Point de ménage qui n’eut son malade. Et certains étaient devenus de vrais hôpitaux, tous les membres de la famille gisant à terre. Pneumonie, pleurésie, malaria, tuberculose. En plus, la faim.

— Tsatsa-Minnka ! Sauve-nous !

C’était le cri de tous les enfants en détresse.

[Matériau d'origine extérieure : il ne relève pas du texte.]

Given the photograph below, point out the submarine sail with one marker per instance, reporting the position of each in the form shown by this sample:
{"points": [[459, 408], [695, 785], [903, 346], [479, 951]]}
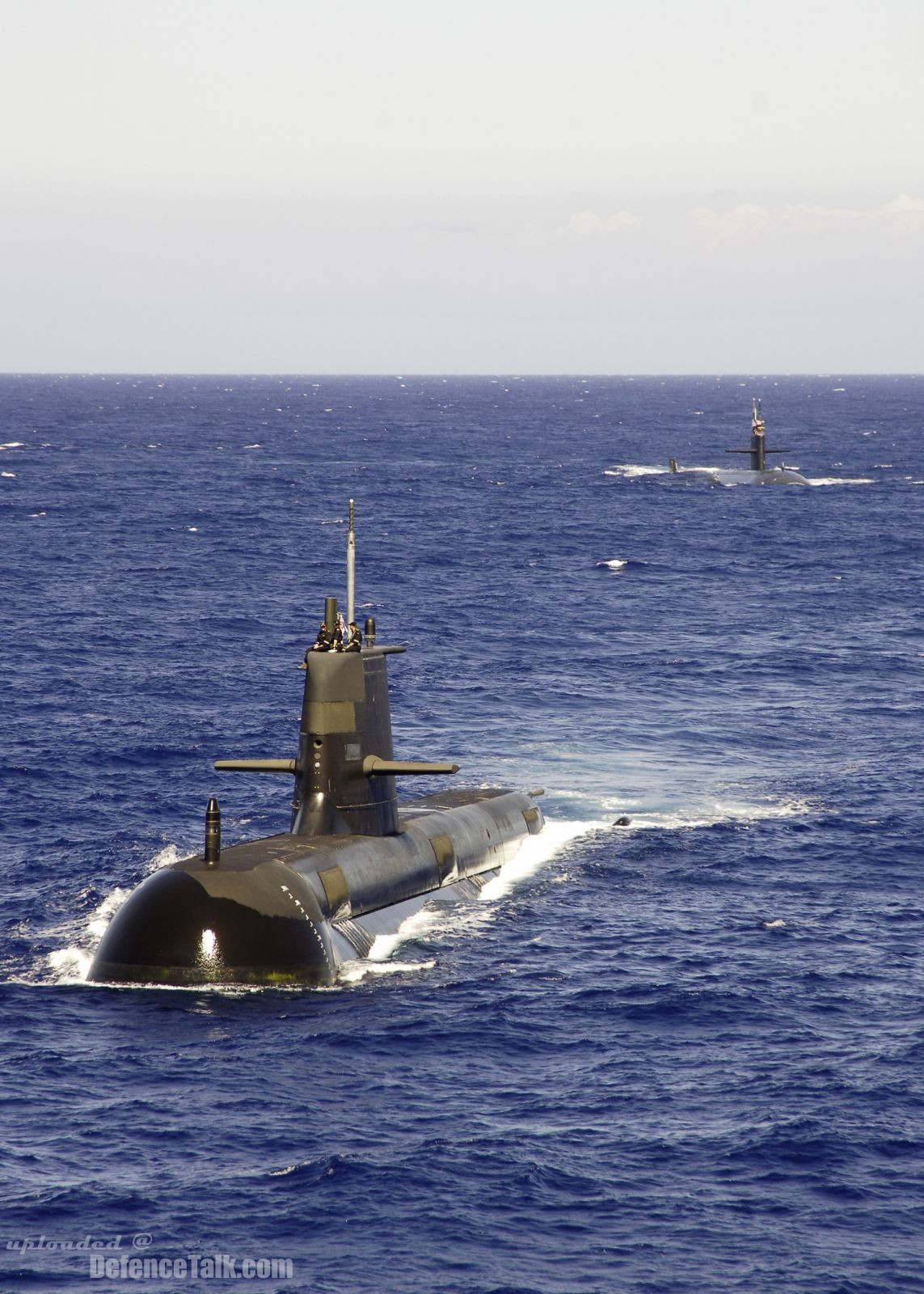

Chez Tsatsa-Minnka, la discorde battait son plein. Elle s’était fait construire une modeste maisonnette de trois pièces. L’une des trois, la plus grande, contenait l’épicerie et les boissons, amoureusement rangées ainsi qu’elle l’avait rêvé. La seconde, contiguë au magasin, constituait tout l’appartement du jeune ménage. La troisième était occupée par le vieil Ortopan, que les rhumatismes et la mélancolie immobilisaient. Le pauvre père souffrait de voir son fils devenir toujours plus grossier avec celle qu’il considérait comme sa bru. Sachant quel avait été son amour pour elle, il ne comprenait plus rien à l’âme de son enfant.

Minnka comprenait et baissait la tête devant son destin. Elle voyait naître dans cette âme le besoin de parvenir. Sourdement, sans l’avouer, sans la moindre franchise, Minnkou nourrissait l’ambition de s’enrichir. Elle l’avait souvent vu prendre ces attitudes de tavernier égoïste, qu’obsède seul le désir du lucre : flatteur avec le client qui boit sec et paie comptant ; glacial avec celui qui n’a pas d’argent, quel qu’il soit. Elle l’avait même quelquefois surpris en train de mouiller du vin et de l’eau-de-vie, de charger la note d’un consommateur ivre, opérations malhonnêtes qu’elle avait en horreur par-dessus tout. Les tendres reproches qu’elle lui en fit, n’eurent d’autre résultat que de le rendre sournoisement circonspect.